Sunday 15 July 2012

National Urban Health Mission (NUHM)

The NUHM will meet health needs of the urban poor, particularly the slum dwellers by making available to them essential primary health care services. This will be done by investing in high-calibre health professionals, appropriate technology through PPP, and health insurance for urban poor.

Recognizing the seriousness of the problem, urban health will be taken up as a thrust area for the Eleventh Five Year Plan. NUHM will be launched with focus on slums and other urban poor. At the State level, besides the State Health Mission and State Health Society and Directorate, there would be a State Urban Health Programme Committee. At the district level, similarly there would be a District Urban Health Committee and at the city level, a Health and Sanitation Planning Committee. At the ward slum level, there will be a Slum Cluster Health and Water and Sanitation Committee. For promoting public health and cleanliness in urban slums, the Eleventh Five Year Plan will also encompass experiences of civil society organizations (CSO) working in urban slum clusters. It will seek to build a bridge of NGO–GO partnership and develop community level monitoring of resources and their rightful use. NUHM would ensure the following:


• Resources for addressing the health problems in urban areas, especially among urban poor.
• Need based city specific urban health care system to meet the diverse health needs of the urban poor and other vulnerable sections.
• Partnership with community for a more proactive involvement in planning, implementation, and monitoring of health activities. • Institutional mechanism and management systems to meet the health-related challenges of a rapidly growing urban population.
• Framework for partnerships with NGOs, charitable hospitals, and other stakeholders.
• Two-tier system of risk pooling: (i) women’s Mahila Arogya Samiti to fulfil urgent hard-cash needs for treatments; (ii) a Health Insurance Scheme for enabling urban poor to meet medical treatment needs.
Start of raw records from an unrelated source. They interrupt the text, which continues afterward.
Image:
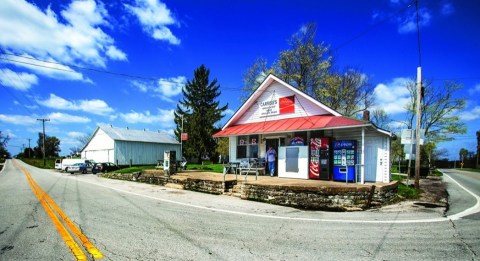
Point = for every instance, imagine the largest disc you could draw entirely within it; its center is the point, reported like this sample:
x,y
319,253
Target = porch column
x,y
362,161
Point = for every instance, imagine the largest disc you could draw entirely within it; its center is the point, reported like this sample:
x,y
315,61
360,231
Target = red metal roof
x,y
293,124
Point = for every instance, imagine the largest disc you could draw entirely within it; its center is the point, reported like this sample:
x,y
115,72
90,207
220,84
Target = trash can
x,y
170,162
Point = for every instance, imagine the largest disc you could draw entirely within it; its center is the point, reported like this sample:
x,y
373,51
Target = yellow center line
x,y
50,205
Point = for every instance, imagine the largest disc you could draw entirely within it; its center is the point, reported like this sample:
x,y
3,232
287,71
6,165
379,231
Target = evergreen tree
x,y
52,146
200,111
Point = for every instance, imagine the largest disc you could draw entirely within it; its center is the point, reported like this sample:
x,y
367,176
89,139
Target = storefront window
x,y
247,147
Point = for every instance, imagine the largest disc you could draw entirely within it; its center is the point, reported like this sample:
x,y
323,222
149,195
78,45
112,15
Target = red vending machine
x,y
319,158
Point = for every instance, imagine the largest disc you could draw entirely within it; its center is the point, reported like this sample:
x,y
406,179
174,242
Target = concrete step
x,y
174,186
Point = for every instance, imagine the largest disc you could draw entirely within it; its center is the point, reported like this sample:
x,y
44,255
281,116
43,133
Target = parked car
x,y
80,167
66,163
58,164
104,167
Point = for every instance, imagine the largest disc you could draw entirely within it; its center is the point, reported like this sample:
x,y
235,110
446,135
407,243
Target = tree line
x,y
310,67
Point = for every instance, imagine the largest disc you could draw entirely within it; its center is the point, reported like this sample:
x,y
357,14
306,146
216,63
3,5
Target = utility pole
x,y
43,121
29,148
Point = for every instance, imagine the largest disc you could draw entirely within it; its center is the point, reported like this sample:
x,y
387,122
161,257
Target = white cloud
x,y
392,97
16,80
471,115
474,89
75,134
164,88
75,37
408,23
163,118
47,67
115,53
155,17
18,119
229,112
94,106
141,86
447,8
58,117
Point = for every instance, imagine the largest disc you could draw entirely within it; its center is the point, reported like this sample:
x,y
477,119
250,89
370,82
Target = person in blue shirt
x,y
270,159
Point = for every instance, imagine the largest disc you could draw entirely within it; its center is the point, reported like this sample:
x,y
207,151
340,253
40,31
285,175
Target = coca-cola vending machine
x,y
319,158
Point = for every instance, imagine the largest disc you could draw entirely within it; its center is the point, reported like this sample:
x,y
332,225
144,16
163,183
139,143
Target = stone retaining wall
x,y
305,197
329,198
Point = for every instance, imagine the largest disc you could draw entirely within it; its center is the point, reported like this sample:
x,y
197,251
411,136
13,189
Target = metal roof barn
x,y
124,146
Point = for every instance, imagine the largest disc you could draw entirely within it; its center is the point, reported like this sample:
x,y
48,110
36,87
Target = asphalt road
x,y
135,221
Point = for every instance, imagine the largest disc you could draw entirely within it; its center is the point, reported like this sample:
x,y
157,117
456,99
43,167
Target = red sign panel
x,y
287,104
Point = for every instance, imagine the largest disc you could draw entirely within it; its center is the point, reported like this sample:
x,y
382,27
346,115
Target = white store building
x,y
287,119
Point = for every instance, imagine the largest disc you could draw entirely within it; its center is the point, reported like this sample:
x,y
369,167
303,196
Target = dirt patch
x,y
434,198
434,191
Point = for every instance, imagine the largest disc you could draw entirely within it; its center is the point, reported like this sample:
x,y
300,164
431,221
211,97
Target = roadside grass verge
x,y
134,169
470,169
218,168
405,191
436,173
50,163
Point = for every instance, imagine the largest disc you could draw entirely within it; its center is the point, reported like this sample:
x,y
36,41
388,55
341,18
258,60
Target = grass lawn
x,y
135,169
50,163
469,169
218,168
406,191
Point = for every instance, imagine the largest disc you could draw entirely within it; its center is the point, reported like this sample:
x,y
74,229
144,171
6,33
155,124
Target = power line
x,y
371,28
73,66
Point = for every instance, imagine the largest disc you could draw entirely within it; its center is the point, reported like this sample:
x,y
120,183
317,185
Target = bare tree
x,y
306,63
438,110
83,140
380,119
347,92
254,76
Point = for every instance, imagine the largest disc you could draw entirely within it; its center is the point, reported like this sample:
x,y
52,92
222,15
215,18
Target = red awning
x,y
294,124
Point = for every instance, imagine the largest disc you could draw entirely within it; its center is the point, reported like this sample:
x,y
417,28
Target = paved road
x,y
134,221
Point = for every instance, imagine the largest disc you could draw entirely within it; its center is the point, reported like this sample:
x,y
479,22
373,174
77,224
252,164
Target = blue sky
x,y
161,43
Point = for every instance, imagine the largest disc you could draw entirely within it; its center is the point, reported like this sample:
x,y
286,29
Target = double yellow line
x,y
54,212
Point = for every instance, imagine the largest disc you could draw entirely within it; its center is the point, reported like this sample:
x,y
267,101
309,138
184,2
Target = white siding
x,y
142,153
377,150
100,148
233,148
303,107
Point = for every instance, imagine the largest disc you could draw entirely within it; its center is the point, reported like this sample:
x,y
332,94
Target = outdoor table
x,y
231,166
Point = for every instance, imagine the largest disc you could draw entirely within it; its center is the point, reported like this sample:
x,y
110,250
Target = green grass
x,y
218,168
406,191
437,173
469,169
50,163
134,169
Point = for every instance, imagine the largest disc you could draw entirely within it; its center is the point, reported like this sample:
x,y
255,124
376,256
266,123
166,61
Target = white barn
x,y
277,113
124,146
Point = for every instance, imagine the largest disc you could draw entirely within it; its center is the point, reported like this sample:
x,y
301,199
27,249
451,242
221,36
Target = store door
x,y
372,159
274,144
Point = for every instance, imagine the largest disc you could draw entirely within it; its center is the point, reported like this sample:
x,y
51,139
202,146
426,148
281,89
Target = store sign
x,y
282,105
287,104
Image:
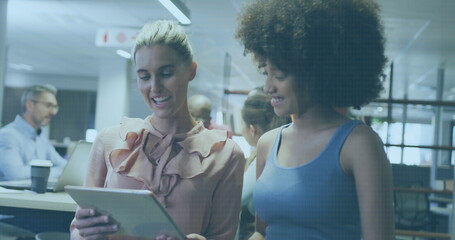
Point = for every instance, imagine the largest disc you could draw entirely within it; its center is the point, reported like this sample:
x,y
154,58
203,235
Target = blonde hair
x,y
164,32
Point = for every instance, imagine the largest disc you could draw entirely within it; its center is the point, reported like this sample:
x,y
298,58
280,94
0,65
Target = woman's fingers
x,y
92,221
195,236
98,232
84,213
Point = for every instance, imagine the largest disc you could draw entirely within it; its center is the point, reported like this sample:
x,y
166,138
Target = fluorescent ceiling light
x,y
20,66
178,9
124,54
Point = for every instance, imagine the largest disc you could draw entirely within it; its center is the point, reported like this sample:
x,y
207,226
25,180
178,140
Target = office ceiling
x,y
58,37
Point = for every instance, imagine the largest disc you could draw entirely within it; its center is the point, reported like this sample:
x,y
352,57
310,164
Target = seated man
x,y
200,108
22,140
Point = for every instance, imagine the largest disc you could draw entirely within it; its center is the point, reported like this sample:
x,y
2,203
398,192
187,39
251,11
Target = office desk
x,y
48,201
38,212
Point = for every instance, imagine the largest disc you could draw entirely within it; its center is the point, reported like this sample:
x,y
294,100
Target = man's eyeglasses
x,y
48,105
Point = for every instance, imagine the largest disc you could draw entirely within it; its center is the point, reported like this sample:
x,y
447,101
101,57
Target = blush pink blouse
x,y
197,175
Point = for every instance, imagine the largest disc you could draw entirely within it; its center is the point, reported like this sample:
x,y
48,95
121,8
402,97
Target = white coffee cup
x,y
40,170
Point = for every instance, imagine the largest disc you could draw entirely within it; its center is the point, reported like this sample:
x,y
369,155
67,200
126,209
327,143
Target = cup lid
x,y
41,163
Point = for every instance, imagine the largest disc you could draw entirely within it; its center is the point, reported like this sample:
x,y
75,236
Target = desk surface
x,y
48,201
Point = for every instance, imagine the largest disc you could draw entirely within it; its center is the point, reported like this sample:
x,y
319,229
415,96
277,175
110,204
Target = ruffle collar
x,y
160,160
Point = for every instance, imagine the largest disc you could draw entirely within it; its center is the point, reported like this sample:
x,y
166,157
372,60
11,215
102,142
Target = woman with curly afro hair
x,y
324,176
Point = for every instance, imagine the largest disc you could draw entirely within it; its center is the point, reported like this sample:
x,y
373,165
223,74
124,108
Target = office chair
x,y
412,210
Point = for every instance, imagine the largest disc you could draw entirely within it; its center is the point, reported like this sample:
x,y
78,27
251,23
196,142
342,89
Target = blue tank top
x,y
314,201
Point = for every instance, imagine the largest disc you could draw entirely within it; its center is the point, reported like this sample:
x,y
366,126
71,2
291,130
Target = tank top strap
x,y
277,143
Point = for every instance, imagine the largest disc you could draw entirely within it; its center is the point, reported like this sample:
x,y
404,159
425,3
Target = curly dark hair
x,y
335,48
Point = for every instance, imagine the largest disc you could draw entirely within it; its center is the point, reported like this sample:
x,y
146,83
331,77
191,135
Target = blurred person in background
x,y
201,109
23,140
323,176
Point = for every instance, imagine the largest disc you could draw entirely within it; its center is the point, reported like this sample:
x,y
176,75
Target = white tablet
x,y
137,212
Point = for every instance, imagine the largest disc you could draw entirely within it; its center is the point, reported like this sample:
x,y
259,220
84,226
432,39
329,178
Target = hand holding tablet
x,y
136,212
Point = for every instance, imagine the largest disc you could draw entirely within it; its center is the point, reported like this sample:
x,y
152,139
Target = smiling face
x,y
162,78
280,86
NUHM would cover all cities with a population of more than 100000. It would cover slum dwellers; other marginalized urban dwellers like rickshaw pullers, street vendors, railway and bus station coolies, homeless people, street children, construction site workers, who may be in slums or on sites.
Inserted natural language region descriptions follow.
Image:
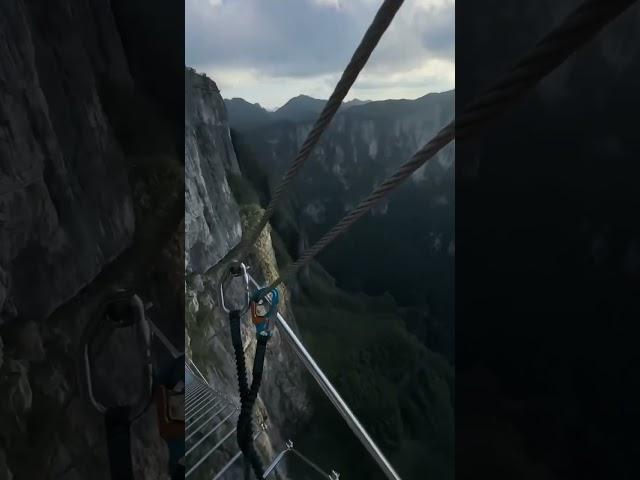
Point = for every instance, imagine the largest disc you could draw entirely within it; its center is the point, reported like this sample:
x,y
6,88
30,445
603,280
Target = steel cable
x,y
577,28
378,26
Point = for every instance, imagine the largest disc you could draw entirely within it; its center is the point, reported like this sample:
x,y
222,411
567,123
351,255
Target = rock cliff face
x,y
363,146
65,204
212,216
69,205
213,227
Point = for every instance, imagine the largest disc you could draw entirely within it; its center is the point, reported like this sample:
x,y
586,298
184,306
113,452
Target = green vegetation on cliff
x,y
400,390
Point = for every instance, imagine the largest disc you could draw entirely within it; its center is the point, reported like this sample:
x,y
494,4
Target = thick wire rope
x,y
577,28
378,26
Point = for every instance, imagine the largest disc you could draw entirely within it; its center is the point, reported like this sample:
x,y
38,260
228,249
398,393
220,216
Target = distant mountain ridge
x,y
244,115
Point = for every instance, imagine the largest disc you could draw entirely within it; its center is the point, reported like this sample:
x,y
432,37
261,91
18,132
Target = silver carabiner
x,y
235,270
142,325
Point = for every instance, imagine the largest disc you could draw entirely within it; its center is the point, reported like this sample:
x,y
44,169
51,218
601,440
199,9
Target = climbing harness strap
x,y
248,395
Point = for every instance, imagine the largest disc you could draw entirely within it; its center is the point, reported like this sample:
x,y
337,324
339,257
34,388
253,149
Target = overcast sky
x,y
268,51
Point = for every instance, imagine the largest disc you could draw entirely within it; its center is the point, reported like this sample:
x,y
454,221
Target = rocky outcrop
x,y
65,204
214,227
211,215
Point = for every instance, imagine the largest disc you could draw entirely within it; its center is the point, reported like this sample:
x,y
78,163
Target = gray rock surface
x,y
65,206
66,211
212,221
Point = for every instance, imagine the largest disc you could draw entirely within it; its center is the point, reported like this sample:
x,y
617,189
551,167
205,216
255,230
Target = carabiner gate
x,y
237,269
264,306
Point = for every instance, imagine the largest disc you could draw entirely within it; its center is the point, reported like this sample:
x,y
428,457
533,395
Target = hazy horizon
x,y
273,109
269,51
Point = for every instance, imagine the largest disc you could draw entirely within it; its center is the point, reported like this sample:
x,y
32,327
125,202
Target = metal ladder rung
x,y
210,432
234,459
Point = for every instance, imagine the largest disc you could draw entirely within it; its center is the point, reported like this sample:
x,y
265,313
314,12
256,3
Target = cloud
x,y
251,46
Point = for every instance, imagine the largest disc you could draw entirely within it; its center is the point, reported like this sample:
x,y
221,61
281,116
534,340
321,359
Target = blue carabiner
x,y
262,321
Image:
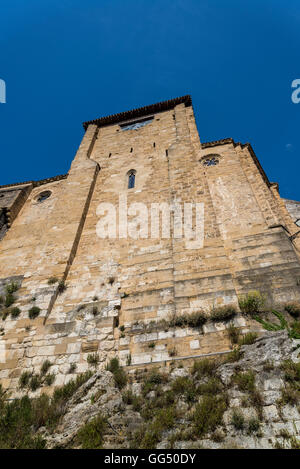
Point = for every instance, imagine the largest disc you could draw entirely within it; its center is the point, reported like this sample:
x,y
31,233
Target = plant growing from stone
x,y
93,359
252,303
223,313
15,312
34,312
52,280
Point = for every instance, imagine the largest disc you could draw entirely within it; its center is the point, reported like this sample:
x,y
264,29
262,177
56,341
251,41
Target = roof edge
x,y
139,112
36,183
226,141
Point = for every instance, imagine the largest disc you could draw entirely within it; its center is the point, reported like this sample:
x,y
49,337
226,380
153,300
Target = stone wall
x,y
129,282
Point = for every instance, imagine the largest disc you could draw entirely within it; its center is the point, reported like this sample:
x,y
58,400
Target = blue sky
x,y
67,61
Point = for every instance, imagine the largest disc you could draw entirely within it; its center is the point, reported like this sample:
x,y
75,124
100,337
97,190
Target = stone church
x,y
89,294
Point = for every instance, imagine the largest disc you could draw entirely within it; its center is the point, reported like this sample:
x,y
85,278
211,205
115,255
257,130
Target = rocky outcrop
x,y
256,415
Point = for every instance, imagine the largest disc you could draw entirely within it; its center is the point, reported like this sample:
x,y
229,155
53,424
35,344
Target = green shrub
x,y
213,387
45,367
291,371
61,287
233,334
120,376
34,312
294,332
16,425
253,426
237,420
245,381
93,359
52,280
185,386
268,366
9,300
72,368
223,313
180,384
49,379
24,379
63,393
217,436
196,319
35,382
251,303
91,435
128,397
233,356
148,436
11,288
15,312
4,314
289,395
209,414
293,309
248,338
205,367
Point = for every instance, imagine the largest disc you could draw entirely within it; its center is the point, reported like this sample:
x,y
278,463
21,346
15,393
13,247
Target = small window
x,y
210,160
43,196
131,179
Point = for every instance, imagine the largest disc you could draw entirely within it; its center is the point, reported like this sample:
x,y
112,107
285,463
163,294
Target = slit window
x,y
131,180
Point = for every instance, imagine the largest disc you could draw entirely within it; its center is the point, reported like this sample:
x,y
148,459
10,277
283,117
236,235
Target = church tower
x,y
115,295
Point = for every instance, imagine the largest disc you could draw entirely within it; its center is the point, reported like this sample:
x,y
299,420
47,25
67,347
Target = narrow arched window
x,y
131,179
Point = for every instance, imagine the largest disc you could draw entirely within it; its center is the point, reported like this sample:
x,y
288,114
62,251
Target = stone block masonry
x,y
118,289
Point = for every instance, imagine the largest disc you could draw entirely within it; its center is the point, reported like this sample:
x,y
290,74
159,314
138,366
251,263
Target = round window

The existing Urban Health Posts and Urban Family Welfare Centres would continue under  NUHM. They will be marked on a map and classified as the Urban Health Centres on the basis of their current population coverage. All the existing human resources will then be suitably reorganized and rationalized. These centres will also be considered for up gradation.

Inter sectoral coordination mechanism and convergence will be planned between the Jawaharlal Nehru National Urban Renewal Mission (JNNURM) and the NUHM.